ExternE (External Cost Of Energy) Projesi
Çevre politikaları ve sürdürülebi­lirlik stratejilerini geliştirme konu­sunda uluslararası topluluk içinde öncü konumda olan AB’nin 1991’de Avrupa Araştırma Ağı içinde baş­lattığı ExternE Projesi, 20 ülkede, 50 araştırma ekibiyle hazırlanmış­tır. Enerji üretimi ve çevriminin fi­ziki, çevresel ve toplumsal etkileri hayli karmaşıktır; tahmin ve hesap­lama güçlükleri olduğu gibi farklı düşüncelerin çatıştığı bir alandır. Buna rağmen ExternE artık Bir­lik içinde yaygın olarak uygula­nan bir yöntem haline gelmiştir. Proje, hem üretim hem de tüketim­den kaynaklanan dışsal maliyetleri değerlendirir. Bu yöntemde öncelik­le verilen hasarın maliyetleri hesap­lanır.

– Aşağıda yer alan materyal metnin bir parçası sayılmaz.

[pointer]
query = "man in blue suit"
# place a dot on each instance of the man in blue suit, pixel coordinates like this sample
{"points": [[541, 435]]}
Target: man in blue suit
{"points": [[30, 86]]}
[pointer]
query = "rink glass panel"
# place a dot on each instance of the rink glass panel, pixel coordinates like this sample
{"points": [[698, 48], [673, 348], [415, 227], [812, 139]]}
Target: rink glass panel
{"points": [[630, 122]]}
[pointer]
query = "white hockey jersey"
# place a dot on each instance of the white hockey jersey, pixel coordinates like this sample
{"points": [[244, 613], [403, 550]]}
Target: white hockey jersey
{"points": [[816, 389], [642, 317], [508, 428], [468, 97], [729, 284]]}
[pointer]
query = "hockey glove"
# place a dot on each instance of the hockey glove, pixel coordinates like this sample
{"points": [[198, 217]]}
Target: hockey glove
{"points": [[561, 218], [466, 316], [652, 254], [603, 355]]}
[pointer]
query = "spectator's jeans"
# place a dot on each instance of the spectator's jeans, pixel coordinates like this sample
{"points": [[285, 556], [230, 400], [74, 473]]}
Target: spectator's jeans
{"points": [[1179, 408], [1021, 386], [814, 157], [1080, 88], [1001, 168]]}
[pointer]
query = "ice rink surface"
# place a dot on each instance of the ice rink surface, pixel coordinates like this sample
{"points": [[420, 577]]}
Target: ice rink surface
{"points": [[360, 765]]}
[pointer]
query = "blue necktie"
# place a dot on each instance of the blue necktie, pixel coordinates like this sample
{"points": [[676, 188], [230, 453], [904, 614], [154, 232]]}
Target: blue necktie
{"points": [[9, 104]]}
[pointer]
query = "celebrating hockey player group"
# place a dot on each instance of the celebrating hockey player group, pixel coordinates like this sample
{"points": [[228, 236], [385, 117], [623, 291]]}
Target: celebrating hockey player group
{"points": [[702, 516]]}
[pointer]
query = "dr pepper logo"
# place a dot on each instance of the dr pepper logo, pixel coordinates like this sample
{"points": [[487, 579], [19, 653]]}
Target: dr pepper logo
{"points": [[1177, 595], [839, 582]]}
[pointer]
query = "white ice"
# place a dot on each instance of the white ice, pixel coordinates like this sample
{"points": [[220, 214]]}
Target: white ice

Bu, insan sağlığı, tarımsal ürün ve malzeme gibi ana kategoriler üze­rinden ve refah kaybı veya ödeme is­tekliliği dikkate alınarak yapılır. Kü­resel ısınmaya ve ekosistemlere olan etkiler gibi hasar maliyetinin geniş bir menzilde ve yüksek belirsizlikle hesaplandığı durumlarda, istenen amaca ulaşmak için marjinal ve top­lam kaçınma maliyetleri kullanılır. Projede bugüne kadar daha çok yakıt döngülerinin ve ulaşımın so­nuçlarına ağırlık veren çalışmala­rın kapsamı endüstriyel faaliyetleri de içine alacak şekilde genişletildi. Proje, bir mülkiyet hakkı ve pazar değeri olmayan dışsallıkların değer­lemesini yaparak, bunları düzeltici politikalara dahil etmeye çalışıyor. İçselleştirme yollarından en bili­nenlerinden biri çevre vergileri­dir. Bir diğeri temiz enerji tek­nolojilerini destekleme ve teşvik politikalarıdır.
AB politikaları, üye devletlerin, yeni yapılacak yenilene­bilir enerji tesislerine, engellenecek dışsal maliyet tutarı kadar işlet­me hibesi vermelerini öngörüyor. ExternE yönteminin yanı sıra, Yeşil Muhasebe Sistemi, Hayat-Döngüsü Analizi, Teknoloji Karşılaştırması, Fayda-Maliyet Analizi gibi değer­lendirme yöntemleri, dışsal mali­yetlerin sayısal sonuçlarını ortaya çıkarmak ve içselleştirmek için pek çok ülkede kullanılmaya başlandı. İçinde yaşadığımız zamanın tekinsiz ve tehlikeli seyrine, yönetimlerin ve çoğunluğun gerçeklik karşısındaki aymazlığına rağmen sürdürülebilir­lik anlayışının başta ekonomi olmak üzere tüm sistemlerle bütünleşti­ği bir dünyaya doğru evrildiğimizi ümit ediyor; bu süreçte üzerinde çok duracağımız müşterekler ve dış­sallıklar konularını daha ayrıntılı ele almaya devam etmemiz gerektiğini düşünüyorum.